A new microchip wristband has been developed for festival goers to top up with money and use as a payment method. It’s being introduced at a few festivals this year, so cashless festivals could be closer than we think.
Hannah Jolliffe, Which? Conversation editor, wants to see a wristband roll-out:
Imagine you’re off to a festival this summer.
In ‘scenario one’ you can take a big wad of cash with you to keep you going in food and drink while you’re there – and possibly a credit or debit card if there are cash points on site.
In ‘scenario two’, there’s no need for cash. You can take a device that you’ve topped up with money in advance and use that to pay for everything. The festival is a cashless community.
Which would you choose? For me it’s a no-brainer. I’ve spent many a festival nervously clutching on to my bag as I scramble through the crowds, knowing there are some nimble-fingered punters ready to relieve me of my money. Reducing that risk has to be a good thing.
A new wristband, complete with personal microchip, has been developed to do exactly this. It’s being introduced at a few festivals this year, so scenario two could be closer than we think.
Yes, there are questions I’d like answered – how much information will the microchip be allowed to collect about me and who will have access to it, for example – although Glastonbury guru Michael Eavis’s reaction has already calmed my nerves on that point:
‘I don’t want to take people into a land they don’t want to go into. And using information about people, I wouldn’t be happy about that.’
And he did add that it ‘seems like an incredible system’ and he ‘might be tempted’ to use it.
Doomsayers are writing the invention off as ‘too commercial’, but I can’t see how using a wristband to pay for your five quid falafel is any more or less commercial than paying with money – it’s just a different method. And if it gets nicked? Ring up and cancel it – you can’t do that with cash.
Sarah Kidner, Which? Computing editor, wants to keep the free spirit of festivals alive:
Anyone who’s ever been to Glastonbury knows what a surprising, surreal and ultimately sensational experience it is. It’s also the perfect place to unplug from work, so-called real-life and become anonymous for a while.

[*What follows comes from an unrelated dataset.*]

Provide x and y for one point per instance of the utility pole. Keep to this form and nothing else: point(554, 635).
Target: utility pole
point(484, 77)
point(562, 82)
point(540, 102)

Now, a new hi-tech wristband – complete with personal microchip – could make that anonymity a thing of the past. Maker Intellitix claims the wristband could help wipe out ticket touting and could also be used to buy goods on site.
I can see why Hannah argues that a cashless festival is a good idea, but what worries me is that the technology inside the wristband – Radio Frequency Identification or RFID – can be used for tracking goods and for storing personal information. Potentially, this could be fed back to festival organisers about what I’ve bought at the festival.
Based on last year’s Glastonbury, this would reveal a couple of late-night trips to the festival’s famous cider bus, and that I paid the princely sum of £3 for one slice of cheese on toast.
More worryingly it could track my movements about the site, the stages I’ve visited and the bands I like. What’s to stop them bombarding me with marketing about those bands or with messages to buy the obligatory Glastonbury T-shirt?
In the past 20 years I’ve attended three Glastonbury festivals, each one more commercial than the last, but for me these wristbands are a step too far.
Are you for or against hi-tech microchip wristbands at festivals?